Learn how to implement the reactive programming paradigm with C++ and build asynchronous and concurrent applications Key Features Efficiently exploit concurrency and parallelism in your programs Use the Functional Reactive programming model to structure programs Understand reactive GUI programming to make your own applications using Qt Book Description Reactive programming is an effective way to build highly responsive applications with an easy-to-maintain code base. This book covers the essential functional reactive concepts that will help you build highly concurrent, event-driven, and asynchronous applications in a simpler and less error-prone way. C++ Reactive Programming begins with a discussion on how event processing was undertaken by different programming systems earlier. After a brisk introduction to modern C++ (C++17), you’ll be taken through language-level concurrency and the lock-free programming model to set the stage for our foray into the Functional Programming model. Following this, you’ll be introduced to RxCpp and its programming model. You’ll be able to gain deep insights into the RxCpp library, which facilitates reactive programming. You’ll learn how to deal with reactive programming using Qt/C++ (for the desktop) and C++ microservices for the Web.
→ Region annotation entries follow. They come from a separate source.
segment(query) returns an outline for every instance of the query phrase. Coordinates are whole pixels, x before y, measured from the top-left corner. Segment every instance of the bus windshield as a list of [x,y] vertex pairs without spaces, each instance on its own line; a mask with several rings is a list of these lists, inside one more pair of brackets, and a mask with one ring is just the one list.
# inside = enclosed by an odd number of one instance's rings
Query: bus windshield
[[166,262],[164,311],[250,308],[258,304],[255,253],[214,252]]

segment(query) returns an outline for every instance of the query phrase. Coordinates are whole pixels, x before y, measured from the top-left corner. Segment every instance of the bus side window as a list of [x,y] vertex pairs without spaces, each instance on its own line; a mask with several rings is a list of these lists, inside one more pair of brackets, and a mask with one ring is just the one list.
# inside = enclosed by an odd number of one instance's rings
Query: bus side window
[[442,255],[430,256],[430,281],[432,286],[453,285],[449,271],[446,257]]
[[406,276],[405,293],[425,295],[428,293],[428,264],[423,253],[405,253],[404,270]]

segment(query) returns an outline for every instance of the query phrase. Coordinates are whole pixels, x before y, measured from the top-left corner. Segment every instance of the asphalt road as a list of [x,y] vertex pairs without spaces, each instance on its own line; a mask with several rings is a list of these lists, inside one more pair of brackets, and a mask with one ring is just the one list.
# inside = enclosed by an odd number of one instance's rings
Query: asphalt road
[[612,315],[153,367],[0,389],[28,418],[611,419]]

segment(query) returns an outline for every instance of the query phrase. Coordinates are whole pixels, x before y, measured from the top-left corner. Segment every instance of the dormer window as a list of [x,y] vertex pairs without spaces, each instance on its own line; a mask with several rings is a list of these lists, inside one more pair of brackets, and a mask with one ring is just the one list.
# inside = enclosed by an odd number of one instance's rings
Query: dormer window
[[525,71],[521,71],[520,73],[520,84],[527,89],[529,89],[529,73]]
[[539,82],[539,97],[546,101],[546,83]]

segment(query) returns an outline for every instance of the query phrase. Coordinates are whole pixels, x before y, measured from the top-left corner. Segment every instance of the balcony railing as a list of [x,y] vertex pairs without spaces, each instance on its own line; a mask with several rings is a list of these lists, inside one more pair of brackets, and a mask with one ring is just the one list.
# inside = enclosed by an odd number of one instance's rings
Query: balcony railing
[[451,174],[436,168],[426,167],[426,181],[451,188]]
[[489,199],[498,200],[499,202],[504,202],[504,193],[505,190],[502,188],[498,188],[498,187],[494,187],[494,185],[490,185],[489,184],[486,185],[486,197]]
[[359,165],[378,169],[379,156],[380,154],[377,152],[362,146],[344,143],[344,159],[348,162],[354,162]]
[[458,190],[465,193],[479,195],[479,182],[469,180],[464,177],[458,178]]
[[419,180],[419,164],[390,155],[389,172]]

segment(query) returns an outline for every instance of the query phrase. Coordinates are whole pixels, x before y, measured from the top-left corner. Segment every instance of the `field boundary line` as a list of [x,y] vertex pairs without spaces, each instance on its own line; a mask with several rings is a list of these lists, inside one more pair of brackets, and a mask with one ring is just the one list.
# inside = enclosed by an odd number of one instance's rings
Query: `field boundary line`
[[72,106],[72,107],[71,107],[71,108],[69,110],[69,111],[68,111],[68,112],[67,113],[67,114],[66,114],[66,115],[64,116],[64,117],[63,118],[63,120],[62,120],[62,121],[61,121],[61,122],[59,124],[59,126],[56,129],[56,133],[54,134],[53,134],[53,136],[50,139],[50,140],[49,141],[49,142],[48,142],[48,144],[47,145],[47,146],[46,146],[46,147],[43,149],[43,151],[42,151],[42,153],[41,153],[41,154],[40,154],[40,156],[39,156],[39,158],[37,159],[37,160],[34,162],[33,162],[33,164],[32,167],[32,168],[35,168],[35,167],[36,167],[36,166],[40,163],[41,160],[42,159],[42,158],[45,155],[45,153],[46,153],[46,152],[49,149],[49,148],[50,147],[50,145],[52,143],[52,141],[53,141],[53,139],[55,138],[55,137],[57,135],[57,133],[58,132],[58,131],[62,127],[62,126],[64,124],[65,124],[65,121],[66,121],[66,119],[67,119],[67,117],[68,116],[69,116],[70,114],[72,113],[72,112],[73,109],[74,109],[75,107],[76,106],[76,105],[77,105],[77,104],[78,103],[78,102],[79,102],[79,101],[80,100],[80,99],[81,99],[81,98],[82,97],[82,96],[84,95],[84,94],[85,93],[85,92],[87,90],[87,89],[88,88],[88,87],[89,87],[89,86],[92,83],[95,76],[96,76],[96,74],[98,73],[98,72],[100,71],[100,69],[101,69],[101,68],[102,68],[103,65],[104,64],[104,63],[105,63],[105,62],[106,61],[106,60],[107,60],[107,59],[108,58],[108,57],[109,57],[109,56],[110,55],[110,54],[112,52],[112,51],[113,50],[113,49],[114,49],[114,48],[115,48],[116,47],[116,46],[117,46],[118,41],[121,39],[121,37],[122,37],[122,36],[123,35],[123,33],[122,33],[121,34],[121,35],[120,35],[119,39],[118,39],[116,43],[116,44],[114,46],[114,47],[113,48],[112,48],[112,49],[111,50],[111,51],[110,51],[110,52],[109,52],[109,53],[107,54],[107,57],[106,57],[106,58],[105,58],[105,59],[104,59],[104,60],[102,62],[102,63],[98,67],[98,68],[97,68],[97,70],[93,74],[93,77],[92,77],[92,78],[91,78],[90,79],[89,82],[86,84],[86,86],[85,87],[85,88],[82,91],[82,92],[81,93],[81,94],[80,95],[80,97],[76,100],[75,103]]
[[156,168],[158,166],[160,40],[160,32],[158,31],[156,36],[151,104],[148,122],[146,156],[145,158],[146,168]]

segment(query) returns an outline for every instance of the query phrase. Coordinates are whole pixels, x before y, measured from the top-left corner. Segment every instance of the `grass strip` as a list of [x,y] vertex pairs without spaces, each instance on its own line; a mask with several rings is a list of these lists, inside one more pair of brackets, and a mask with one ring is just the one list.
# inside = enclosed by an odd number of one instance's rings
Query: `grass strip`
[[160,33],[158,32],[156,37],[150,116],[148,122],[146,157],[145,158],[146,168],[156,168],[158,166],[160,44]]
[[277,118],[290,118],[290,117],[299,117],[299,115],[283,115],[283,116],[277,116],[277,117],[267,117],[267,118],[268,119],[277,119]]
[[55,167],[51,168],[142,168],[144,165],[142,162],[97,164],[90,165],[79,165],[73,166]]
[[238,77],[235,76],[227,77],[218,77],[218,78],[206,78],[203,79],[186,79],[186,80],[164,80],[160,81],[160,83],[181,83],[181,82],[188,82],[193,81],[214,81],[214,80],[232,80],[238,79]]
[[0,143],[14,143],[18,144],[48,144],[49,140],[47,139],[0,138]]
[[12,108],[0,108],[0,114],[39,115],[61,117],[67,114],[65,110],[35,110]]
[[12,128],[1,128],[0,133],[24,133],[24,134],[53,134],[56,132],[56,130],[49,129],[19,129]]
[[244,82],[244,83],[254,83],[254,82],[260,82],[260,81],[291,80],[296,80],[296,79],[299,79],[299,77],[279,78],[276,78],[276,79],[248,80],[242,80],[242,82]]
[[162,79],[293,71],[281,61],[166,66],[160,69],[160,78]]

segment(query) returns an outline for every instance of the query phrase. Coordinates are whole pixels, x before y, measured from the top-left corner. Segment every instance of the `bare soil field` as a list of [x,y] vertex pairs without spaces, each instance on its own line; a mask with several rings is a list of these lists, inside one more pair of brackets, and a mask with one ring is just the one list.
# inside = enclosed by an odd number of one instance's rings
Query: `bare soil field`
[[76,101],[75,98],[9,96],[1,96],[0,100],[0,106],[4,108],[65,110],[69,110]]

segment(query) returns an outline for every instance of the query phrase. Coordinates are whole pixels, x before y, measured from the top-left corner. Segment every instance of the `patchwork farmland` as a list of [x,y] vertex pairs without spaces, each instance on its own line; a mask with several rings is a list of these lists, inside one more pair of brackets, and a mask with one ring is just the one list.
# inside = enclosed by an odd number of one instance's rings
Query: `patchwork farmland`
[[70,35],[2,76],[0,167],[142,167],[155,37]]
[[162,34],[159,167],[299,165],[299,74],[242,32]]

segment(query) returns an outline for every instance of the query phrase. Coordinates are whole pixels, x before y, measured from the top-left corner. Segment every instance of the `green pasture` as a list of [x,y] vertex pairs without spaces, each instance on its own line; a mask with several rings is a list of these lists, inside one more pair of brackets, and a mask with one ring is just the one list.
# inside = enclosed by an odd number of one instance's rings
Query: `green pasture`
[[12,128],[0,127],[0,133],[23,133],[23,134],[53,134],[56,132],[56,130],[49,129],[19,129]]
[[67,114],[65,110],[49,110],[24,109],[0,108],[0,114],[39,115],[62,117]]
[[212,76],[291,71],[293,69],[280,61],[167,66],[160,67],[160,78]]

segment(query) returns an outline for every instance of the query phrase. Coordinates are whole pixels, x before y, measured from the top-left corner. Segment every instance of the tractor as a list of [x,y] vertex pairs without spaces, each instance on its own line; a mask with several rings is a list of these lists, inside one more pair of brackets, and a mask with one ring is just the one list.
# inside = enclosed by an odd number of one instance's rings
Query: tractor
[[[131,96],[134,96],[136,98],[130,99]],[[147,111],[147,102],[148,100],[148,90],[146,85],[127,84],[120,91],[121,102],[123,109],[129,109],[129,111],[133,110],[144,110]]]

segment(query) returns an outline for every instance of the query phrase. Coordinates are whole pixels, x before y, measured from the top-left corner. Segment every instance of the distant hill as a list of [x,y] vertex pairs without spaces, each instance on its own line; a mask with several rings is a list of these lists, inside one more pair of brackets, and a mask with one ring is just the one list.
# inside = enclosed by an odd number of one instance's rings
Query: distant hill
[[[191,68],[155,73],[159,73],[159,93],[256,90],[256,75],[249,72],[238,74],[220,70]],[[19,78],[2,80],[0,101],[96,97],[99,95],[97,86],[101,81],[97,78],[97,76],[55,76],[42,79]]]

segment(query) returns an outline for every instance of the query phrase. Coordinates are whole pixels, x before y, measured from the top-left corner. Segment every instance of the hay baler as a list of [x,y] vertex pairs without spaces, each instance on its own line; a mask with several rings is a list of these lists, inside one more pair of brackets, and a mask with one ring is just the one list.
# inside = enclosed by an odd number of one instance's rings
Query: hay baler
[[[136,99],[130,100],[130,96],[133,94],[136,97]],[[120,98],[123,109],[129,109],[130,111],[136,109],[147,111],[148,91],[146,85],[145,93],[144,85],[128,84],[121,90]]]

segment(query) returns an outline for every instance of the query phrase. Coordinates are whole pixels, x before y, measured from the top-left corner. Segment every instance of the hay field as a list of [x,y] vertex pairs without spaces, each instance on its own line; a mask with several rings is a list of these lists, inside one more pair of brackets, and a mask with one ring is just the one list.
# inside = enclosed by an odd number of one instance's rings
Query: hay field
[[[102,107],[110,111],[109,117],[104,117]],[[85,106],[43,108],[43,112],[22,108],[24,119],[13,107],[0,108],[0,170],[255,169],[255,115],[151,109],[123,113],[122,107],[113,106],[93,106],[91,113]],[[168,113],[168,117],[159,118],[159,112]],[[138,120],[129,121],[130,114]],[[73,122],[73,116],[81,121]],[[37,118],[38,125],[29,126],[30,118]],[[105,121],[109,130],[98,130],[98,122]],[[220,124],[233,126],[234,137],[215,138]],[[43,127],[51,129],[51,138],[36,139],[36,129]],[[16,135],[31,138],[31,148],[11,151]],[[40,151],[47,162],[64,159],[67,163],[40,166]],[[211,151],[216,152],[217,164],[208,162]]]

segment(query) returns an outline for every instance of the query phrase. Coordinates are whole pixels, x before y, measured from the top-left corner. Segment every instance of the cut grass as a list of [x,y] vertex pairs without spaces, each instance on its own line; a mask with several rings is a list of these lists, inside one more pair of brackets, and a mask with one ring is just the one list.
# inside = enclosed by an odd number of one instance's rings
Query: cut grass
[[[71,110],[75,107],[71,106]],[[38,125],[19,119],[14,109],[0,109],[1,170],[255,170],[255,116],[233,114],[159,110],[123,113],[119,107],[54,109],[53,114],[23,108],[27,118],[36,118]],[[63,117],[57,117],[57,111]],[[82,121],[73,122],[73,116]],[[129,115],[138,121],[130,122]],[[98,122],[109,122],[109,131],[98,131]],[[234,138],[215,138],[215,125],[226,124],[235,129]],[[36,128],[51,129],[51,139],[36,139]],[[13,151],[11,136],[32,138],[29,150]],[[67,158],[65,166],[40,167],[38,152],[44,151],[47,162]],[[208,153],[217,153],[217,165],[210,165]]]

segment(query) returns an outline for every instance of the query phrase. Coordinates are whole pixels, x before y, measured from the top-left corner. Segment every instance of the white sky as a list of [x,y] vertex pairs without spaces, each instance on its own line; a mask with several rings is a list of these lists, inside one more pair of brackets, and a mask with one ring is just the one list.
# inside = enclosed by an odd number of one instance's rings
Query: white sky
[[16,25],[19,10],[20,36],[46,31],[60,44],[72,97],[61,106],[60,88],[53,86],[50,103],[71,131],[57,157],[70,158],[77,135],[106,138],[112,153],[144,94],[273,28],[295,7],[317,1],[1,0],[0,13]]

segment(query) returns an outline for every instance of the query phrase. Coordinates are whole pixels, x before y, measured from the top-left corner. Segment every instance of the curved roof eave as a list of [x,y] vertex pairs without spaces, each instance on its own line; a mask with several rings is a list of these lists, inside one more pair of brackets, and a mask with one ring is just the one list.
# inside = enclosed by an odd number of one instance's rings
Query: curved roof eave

By the end of the book, you will be well versed with advanced reactive programming concepts in modern C++ (C++17). What you will learn Understand language-level concurrency in C++ Explore advanced C++ programming for the FRP Uncover the RxCpp library and its programming model Mix the FP and OOP constructs in C++ 17 to write well-structured programs Master reactive microservices in C++ Create custom operators for RxCpp Learn advanced stream processing and error handling Who this book is for If you’re a C++ developer interested in using reactive programming to build asynchronous and concurrent applications, you’ll find this book extremely useful. This book doesn’t assume any previous knowledge of reactive programming.